Dass Pop Art heute in der Hochkultur angekommen ist, beweisen nicht nur Relevanz und
Marktwert von Originalvertretern wie Andy Warhol und Tom Wesselmann sowie von Neo-
Pop Art Stars wie Jeff Koons und Takashi Murakami, sondern auch eine junge Generation
von Künstlern, die Pop Art um neue Visionen bereichern; und ihr Spannungsfeld damit
nachhaltig erweitern.

Gérard Margaritis zeigt in seiner Galerie 30works neben marktetablierten Pop Art-
Künstlern auch immer wieder herausragende Positionen vielversprechender
Neuentdeckungen.

Für die dritte Auflage seiner „Pure Pop Art"-Ausstellung konnte er John Breed, François
Coorens, Jörg Döring und Van Ray gewinnen, die das Genre in allen Facetten ausloten.

Die Künstler
So bedient sich der Niederländer John Breed kostbarer Materialien wie Silber und Gold,
um damit Schädel, Skelette und Fundobjekte auszukleiden, die somit dem Verfall und der
Vergänglichkeit entrissen zu werden scheinen. Geldscheine bläst er zum Überformat auf,
spiegelt sie und druckt sie in Multicolor-Varianten auf Seidengaze - was sie zu ironischen
Dekoobjekten degradiert und ihren Status als Wertzeichen und Treibmittel unserer Welt
ad absurdum führt. Schweineskeletten bindet er Krawatten um, lässt sie mit Silber
überziehen und an einem Trog aus Schokoladentalern fressen. Wobei ihre Namen nicht
zufällig Goldman Sachs, Lehman Brothers und Merrill Lynch lauten. Breed macht in
seinen Arbeiten auf die Exzesse des Kapitalismus aufmerksam, kämpft gegen
Niedergang, Verfall und Verlust und plädiert für einen Neuanfang. Brutalen
gesellschaftlichen Verhältnissen tritt er mit filigranen Techniken, luxuriösen Materialien
und einer fast poetischen Sprache entgegen – was die Wucht seiner Werke nur verstärkt.
Seine immense Bandbreite spiegelt Techniken europäischer Freskenmalerei und
russischer Ikonenmalerei wider, genauso wie chinesische Landschaftsmalerei und
japanische Kalligraphie, die er auf seinen Reisen und Studien rund um den Globus
erlernte. Angereichert um Elemente aus dem Grafitti-Genre ergibt sich so eine
Ausweitung der Pop Art zur Universalkunst.
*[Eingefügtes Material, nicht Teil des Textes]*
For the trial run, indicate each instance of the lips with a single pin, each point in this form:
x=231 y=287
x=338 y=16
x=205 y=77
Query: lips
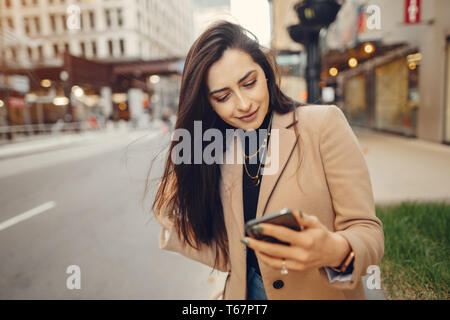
x=248 y=115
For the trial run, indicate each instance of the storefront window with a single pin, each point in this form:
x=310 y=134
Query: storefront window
x=447 y=100
x=393 y=110
x=355 y=105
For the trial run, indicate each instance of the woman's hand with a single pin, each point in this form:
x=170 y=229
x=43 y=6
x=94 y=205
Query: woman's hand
x=313 y=247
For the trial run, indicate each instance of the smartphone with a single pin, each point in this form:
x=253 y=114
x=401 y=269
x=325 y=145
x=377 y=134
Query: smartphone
x=284 y=217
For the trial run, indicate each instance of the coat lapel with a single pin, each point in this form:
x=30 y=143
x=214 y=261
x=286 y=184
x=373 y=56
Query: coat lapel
x=283 y=145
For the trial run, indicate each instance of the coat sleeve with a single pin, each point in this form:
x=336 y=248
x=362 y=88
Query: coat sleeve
x=351 y=194
x=169 y=240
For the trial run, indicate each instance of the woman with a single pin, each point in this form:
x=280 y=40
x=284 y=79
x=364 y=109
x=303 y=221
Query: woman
x=228 y=83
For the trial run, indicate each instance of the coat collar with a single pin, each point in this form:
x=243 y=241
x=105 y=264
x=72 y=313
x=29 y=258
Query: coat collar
x=232 y=172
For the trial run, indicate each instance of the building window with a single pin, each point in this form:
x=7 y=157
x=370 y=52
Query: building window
x=64 y=20
x=92 y=20
x=110 y=48
x=83 y=49
x=10 y=23
x=14 y=54
x=27 y=26
x=122 y=47
x=56 y=49
x=30 y=53
x=81 y=20
x=119 y=17
x=108 y=17
x=40 y=53
x=94 y=48
x=37 y=25
x=53 y=22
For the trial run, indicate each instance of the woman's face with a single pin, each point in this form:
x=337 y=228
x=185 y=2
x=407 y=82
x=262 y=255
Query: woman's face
x=237 y=90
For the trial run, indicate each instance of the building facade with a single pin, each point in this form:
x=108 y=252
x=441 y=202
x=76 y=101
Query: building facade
x=37 y=32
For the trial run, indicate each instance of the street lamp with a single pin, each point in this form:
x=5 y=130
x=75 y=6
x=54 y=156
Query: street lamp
x=313 y=15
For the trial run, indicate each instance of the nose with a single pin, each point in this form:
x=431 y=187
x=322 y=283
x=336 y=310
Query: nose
x=243 y=103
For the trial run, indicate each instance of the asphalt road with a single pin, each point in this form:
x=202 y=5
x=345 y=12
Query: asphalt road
x=88 y=213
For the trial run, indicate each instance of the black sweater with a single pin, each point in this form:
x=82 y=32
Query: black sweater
x=251 y=192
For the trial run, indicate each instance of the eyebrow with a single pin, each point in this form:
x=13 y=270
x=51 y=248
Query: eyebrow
x=240 y=80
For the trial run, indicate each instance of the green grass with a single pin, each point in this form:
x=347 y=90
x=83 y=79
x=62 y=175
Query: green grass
x=416 y=262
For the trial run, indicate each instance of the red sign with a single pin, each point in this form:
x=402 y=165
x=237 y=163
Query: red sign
x=16 y=103
x=412 y=11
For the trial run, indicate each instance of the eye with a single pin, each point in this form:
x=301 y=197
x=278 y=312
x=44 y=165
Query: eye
x=249 y=84
x=222 y=98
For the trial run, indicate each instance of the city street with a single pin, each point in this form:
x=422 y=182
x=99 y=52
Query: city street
x=93 y=218
x=96 y=223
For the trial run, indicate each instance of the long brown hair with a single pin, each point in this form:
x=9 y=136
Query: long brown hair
x=190 y=193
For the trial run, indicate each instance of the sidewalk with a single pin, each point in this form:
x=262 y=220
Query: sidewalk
x=404 y=169
x=400 y=169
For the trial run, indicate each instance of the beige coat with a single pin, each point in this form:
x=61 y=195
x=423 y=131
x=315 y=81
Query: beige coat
x=335 y=187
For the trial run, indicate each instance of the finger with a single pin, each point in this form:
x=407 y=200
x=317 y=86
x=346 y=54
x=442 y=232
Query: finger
x=277 y=263
x=272 y=249
x=278 y=232
x=306 y=220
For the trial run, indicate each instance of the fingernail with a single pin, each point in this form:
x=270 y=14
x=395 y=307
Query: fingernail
x=257 y=228
x=245 y=241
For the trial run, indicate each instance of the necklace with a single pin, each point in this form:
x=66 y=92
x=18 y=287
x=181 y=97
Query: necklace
x=263 y=145
x=255 y=179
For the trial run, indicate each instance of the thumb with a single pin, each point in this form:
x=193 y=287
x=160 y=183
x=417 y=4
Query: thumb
x=306 y=220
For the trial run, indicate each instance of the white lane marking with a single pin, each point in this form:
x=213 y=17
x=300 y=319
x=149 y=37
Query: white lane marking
x=26 y=215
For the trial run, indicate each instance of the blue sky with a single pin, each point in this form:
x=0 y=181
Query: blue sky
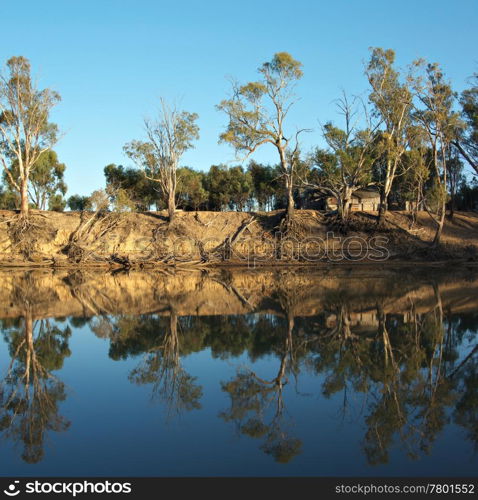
x=111 y=60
John Breed lebt und arbeitet in Egmond, Niederlande und ist in renommierten Galerien
und Sammlungen in Europa und Asien vertreten.

François Coorens' Bilder wimmeln von Pop Art-spezifischen Referenzen und Codices,
definieren in ihrer Komplexität und scheinbar wahllosen Anordnung aber eine ganz
eigene Bildsprache. Das Überbordende, wild Angehäufte, ist dabei bewusst komponiert
und folgt den Regeln eines kontrollierten Chaos, dessen Elemente sich schlussendlich zu
einem harmonischen Ganzen zusammenfügen. Der Vielfalt der Motive, die von Comic-
Helden über Rock- und Punkmusiker bis hin zu erotischen Frauenfiguren reichen, rückt
Coorens mit einer regelrechten Materialschlacht zu Leibe; so kommen Acrylfarben,
Kreide, Marker und Airbrush zum Einsatz, flankiert von Schablonen-Techniken,
kaschiertem Papier, Glitter und Drip Painting-Elementen. Oder wie der Künstler selbst
sagen würde: „Der Einsatz von Acrylfarbe und anderen Materialien führt zu einem
dekonstruktiven Kunstwerk, welches auf einer Technik fußt, die die totale Kontrolle des
Künstlers über sein Werk zum Ausdruck bringt". Die Bändigung scheinbar chaotischer
Zustände wird somit zum Leitmotiv von Coorens, dessen neuere Arbeiten aufgrund ihres
höheren Weißanteils jedoch ein wenig ruhiger und weicher anmuten. Was bleibt, ist
gelebte Kunst: kraftvoll, energetisch, physisch und kathartisch.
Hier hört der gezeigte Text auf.